4.2.2. Comparison of Experimental Results with Different Numerical Weather Prediction Errors

To further prove the efficiency of the proposed method with various temperature errors, the Gaussian noises of zero mean and different standard deviations are added to the actual temperature data in this case. The standard deviations of 0.6 °C, 0.9 °C and 1.2 °C are selected. The ABC-SVR, AS-SARIMA and the proposed method are used to forecast the load in the four weeks of four seasons in 2012. The data are obtained from ISO New England [5]. The experimental results are shown in Figure 10. AT denotes actual temperature, NT₁, NT₂ and NT₃ denotes the noisy temperature with the Gaussian noise of standard deviations of 0.6 °C, 0.9 °C and 1.2 °C.

Figure 10 shows that the increases in MAPE of the three models are not large when the Gaussian noise with standard deviation of 0.6 °C. But when the standard deviations are 0.9 °C and 1.2 °C, the forecasting errors of ABC-SVR are obviously larger than those obtained in the scenario of actual temperature. Compared to ABC-SVR, the forecasting accuracy of the AS-SARIMA and the proposed method is less affected by the Gaussian noise with standard deviations of 0.9 °C and 1.2 °C. The experimental results are shown in Figure 9.

Table 9. The MAPE (%) for different models with Gaussian noises of zero mean.

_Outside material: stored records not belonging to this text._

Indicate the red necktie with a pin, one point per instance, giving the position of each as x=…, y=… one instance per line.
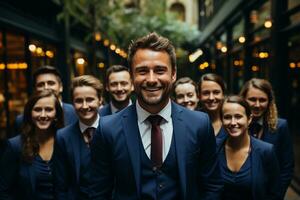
x=156, y=140
x=88, y=134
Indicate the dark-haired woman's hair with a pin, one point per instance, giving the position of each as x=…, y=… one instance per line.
x=238, y=100
x=271, y=114
x=30, y=145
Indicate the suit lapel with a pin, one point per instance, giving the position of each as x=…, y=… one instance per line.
x=131, y=130
x=180, y=138
x=76, y=147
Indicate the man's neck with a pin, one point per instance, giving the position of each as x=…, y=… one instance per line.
x=120, y=104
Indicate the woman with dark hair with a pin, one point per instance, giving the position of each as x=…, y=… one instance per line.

Standard Deviation (°C)	Error Range of Temperature (°C)	Models
		ABC-SVR	AS-SARIMA	Proposed Method
0	n.a.	2.54	2.29	1.88
0.6	[−2.2, 2.3]	2.59	2.31	1.90
0.9	[−3.3, 3.5]	2.72	2.38	1.97
1.2	[−4.4, 4.4]	2.84	2.45	2.07

indicates that, after adding the Gaussian noise with standard deviation of 0.6 °C to the actual temperature, the temperature error varies in the interval [−2.2 °C, 2.3 °C]. Considering the improvement of NWP accuracy, the temperature prediction error in the interval is reasonable [5]. In addition, when the standard deviations are 0.9 °C and 1.2 °C, the temperature errors vary in the intervals [−3.3 °C, 3.5 °C] and [−4.4 °C, 4.4 °C], respectively. Meanwhile, the forecast results of different models show that the prediction accuracy of the ABC-SVR is the lowest and the most affected by temperature errors at any level. When the standard deviations of Gaussian noises are 0.6 °C and 0.9 °C, the rises of MAPE generated by AS-SARIMA and the proposed method are same. When the standard deviation of the noise is 1.2 °C, the rise of MAPE generated by the proposed method is slightly greater than that generated by AS-SARIMA. However, the proposed method always has the highest forecast accuracy.

5. Conclusions

By comparing the experimental results for different models in forecasting load in various day types and analyzing the effects of temperature errors on prediction accuracy of each model, a new method based on ABC-SVR and AS-SARIMA is proposed in this paper. The advantages of the proposed method are as follows:

(1)

Through using the ABC algorithm to optimize the parameters of SVR, the ABC-SVR model is constructed. It could improve the forecast accuracy of SVR by avoiding the selection of unreasonable parameters in the model.

(2)

Considering the fluctuation of the load in weekends and comparing the prediction accuracy of different models, the ABC-SVR is used to forecast the load on weekends. When an ABC-SVR model is established, the exogenous variables such as temperature and day types are selected in addition to the historical load as the input variables of the model, so the forecast accuracy of the ABC-SVR approach is satisfactory.

(3)

Considering the stability of the working days load and the influence of the exogenous variables on load, AS-SARIMA is used to forecast the load on working days. In the AS-SARIMA model, SARIMA is used to forecast original load values and ABC-SVR is used to.

(4)

Modify the results of SARIMA by forecasting the residuals. Therefore, the prediction accuracy of the AS-SARIMA is high and little affected by NWP errors for working days load forecasting.

The simulation results based on real load data demonstrate that the proposed method has nice performance considering the NWP errors in STLF. To further improve the accuracy of STLF, more effective forecasting models and feature selection methods will be considered in future research.